The reason you are seeing the wrong sha hash is that for 3.1.46 it looks like we uploaded both the .tar.xz and the .tbz2 file.

$ wget https://storage.googleapis.com/webassembly/emscripten-releases-builds/linux/21644188d5c473e92f1d7df2f9f60c758a78a486/wasm-binaries.tar.xz
$ wget https://storage.googleapis.com/webassembly/emscripten-releases-builds/linux/21644188d5c473e92f1d7df2f9f60c758a78a486/wasm-binaries.tbz2
$ sha256sum wasm-binaries.t*
8346da51c82fdd67369a4f31b4bc9dcb8734ace945725124edf4289714c5a80d  wasm-binaries.tar.xz
75cbf14629b06e417b597d3f897ad7d881c53762380aca2f0dd85f1b15891511  wasm-binaries.tbz2

This only applies to 3.1.46, right? So the hash just needs to be adjusted or does fixing this still mean making bazel/emscripten_deps.bzl aware of the relationship between the version and the extension?

I think the only real fix is to make bazel/emscripten_deps.bzl aware of the relationship between the version and the extension.

For the record, we noticed this too with https://github.com/mymindstorm/setup-emsdk in GitHub Actions, which started raising the same error when attempting to setup up emscripten 3.1.39.

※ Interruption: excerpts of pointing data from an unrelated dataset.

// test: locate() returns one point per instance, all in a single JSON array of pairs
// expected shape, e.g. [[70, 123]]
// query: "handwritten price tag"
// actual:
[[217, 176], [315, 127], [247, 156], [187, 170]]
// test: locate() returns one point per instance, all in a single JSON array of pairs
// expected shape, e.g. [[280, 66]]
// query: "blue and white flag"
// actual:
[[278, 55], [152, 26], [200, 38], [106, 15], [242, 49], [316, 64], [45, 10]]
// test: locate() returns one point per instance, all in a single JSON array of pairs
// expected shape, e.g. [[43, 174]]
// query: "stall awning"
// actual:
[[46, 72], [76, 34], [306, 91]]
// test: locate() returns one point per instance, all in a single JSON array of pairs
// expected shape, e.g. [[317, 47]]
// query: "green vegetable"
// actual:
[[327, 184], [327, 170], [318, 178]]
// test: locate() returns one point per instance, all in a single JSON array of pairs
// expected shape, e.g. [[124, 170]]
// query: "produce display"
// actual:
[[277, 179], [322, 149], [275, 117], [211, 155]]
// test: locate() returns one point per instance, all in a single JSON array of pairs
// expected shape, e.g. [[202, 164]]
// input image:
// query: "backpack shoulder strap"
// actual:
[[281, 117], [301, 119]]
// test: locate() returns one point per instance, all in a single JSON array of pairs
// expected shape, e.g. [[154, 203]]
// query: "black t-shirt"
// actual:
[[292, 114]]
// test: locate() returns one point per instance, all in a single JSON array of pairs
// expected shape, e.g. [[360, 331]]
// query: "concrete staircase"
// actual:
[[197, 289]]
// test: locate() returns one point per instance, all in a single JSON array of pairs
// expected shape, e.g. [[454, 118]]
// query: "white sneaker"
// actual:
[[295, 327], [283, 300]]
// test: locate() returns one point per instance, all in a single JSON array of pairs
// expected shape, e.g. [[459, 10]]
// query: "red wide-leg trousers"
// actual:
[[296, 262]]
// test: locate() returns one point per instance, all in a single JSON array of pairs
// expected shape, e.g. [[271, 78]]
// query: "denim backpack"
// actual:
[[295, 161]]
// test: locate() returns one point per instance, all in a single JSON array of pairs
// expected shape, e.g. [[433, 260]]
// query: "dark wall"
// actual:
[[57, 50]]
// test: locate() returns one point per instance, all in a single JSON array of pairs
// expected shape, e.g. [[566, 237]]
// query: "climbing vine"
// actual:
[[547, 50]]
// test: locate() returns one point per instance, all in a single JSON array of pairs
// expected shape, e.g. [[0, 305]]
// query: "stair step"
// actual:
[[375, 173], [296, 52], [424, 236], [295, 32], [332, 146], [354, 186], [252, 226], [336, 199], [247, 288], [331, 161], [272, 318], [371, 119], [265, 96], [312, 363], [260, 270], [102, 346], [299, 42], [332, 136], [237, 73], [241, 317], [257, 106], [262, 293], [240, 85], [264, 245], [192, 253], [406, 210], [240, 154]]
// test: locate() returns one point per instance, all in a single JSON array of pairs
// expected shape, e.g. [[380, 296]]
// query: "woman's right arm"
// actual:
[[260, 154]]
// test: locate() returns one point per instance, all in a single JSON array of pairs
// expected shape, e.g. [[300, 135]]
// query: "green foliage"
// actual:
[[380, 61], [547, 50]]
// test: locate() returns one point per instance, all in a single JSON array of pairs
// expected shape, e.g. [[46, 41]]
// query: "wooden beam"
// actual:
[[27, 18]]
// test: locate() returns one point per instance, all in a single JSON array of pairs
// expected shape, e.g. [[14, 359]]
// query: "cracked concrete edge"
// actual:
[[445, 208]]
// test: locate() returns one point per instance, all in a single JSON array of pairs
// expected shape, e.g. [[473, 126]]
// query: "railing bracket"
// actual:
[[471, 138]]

It seems that action always downloads the latest main branch from emsdk, regardless of the version specified for emscripten. I'll file an issue there to suggest changing that behavior to check out the same branch for emsdk as the target emscripten version.
Edit: Done: mymindstorm/setup-emsdk#45

I'm not sure why things started breaking today though, when the latest emsdk main commit was a week ago.

Also, the transition of filenames happened months ago.